Xixi Lin, Guixin Yuan, Zhaoning Li, Mengyu Zhou, Xianghua Hu, Fangming Song, Siyuan Shao, Fangsheng Fu, Jinmin Zhao, Jiake Xu, Qian Liu, Haotian Feng

    Research output: Contribution to journalArticle

    2 Citations (Scopus)

    Abstract

    Osteoporosis is a devastating disease that features reduced bone quantity and microstructure, which causes fragility fracture and increases mortality, especially in the aged population. Due to the long-term side-effects of current drugs for osteoporosis, it is of importance to find other safe and effective medications. Ellagic acid (EA) is a phenolic compound found in nut galls, plant extracts, and fruits, and exhibits antioxidant and antineoplastic effects.

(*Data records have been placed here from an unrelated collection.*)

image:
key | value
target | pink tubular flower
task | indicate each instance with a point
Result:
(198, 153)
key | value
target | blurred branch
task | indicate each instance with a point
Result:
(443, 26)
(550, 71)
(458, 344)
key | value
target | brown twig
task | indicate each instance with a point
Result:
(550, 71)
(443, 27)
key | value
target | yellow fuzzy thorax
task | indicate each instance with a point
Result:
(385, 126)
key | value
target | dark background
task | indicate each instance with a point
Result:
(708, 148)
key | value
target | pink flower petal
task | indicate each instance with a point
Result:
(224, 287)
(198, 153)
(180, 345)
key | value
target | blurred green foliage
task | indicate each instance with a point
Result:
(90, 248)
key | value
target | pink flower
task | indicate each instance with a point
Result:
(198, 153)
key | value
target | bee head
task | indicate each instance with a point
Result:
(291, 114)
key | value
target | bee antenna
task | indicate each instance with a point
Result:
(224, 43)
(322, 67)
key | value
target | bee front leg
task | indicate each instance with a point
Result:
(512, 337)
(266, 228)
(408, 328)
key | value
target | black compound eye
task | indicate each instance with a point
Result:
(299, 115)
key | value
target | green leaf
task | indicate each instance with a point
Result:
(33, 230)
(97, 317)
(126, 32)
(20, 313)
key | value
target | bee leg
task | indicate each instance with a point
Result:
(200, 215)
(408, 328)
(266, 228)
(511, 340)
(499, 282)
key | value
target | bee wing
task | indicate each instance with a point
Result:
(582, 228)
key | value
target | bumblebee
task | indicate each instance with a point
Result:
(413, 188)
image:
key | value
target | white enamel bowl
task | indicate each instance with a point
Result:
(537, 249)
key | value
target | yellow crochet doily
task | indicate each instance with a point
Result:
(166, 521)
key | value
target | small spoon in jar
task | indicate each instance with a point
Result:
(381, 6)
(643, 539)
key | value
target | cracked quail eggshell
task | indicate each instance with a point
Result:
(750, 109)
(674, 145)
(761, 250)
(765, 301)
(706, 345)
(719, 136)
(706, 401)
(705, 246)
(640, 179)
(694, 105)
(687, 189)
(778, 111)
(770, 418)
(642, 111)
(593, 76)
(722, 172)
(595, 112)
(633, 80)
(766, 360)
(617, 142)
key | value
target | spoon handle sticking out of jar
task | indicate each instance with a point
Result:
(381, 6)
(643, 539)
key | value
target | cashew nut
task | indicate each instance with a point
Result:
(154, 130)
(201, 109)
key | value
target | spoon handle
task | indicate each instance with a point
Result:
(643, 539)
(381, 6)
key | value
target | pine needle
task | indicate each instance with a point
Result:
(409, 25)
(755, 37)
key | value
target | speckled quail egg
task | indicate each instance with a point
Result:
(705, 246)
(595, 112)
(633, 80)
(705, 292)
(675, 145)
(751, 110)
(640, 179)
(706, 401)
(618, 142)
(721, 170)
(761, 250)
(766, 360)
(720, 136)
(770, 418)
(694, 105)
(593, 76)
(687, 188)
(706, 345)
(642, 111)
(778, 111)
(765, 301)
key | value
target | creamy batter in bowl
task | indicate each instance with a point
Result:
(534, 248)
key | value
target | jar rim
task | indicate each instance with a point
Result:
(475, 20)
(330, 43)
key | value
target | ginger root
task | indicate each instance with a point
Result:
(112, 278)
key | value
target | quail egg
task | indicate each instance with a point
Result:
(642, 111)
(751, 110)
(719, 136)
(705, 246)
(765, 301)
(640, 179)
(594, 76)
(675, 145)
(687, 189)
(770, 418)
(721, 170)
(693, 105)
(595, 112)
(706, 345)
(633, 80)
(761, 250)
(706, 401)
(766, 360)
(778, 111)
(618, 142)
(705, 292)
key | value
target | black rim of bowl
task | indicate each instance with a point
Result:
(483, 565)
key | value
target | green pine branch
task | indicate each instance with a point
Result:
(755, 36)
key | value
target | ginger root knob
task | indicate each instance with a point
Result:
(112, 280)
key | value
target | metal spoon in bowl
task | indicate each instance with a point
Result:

Here, we showed that EA attenuated the formation and function of osteoclast dose-dependently. The underlying mechanism was further discovered by western blot, immunofluorescence assay, and luciferase assay, which elucidated that EA suppressed osteoclastogenesis and bone resorption mainly through attenuating receptor activator of nuclear factor-κB (NF-κB) ligand-induced NF-κB activation and extracellular signal-regulated kinase signaling pathways, accompanied by decreased protein expression of nuclear factor of activated T-cells calcineurin-dependent 1 and c-Fos. Moreover, EA inhibits osteoclast marker genes expression including Dc-stamp, Ctsk, Atp6v0d2, and Acp5. Intriguingly, we also found that EA treatment could significantly protect ovariectomy-induced bone loss in vivo. Conclusively, this study suggested that EA might have the therapeutic potentiality for preventing or treating osteoporosis.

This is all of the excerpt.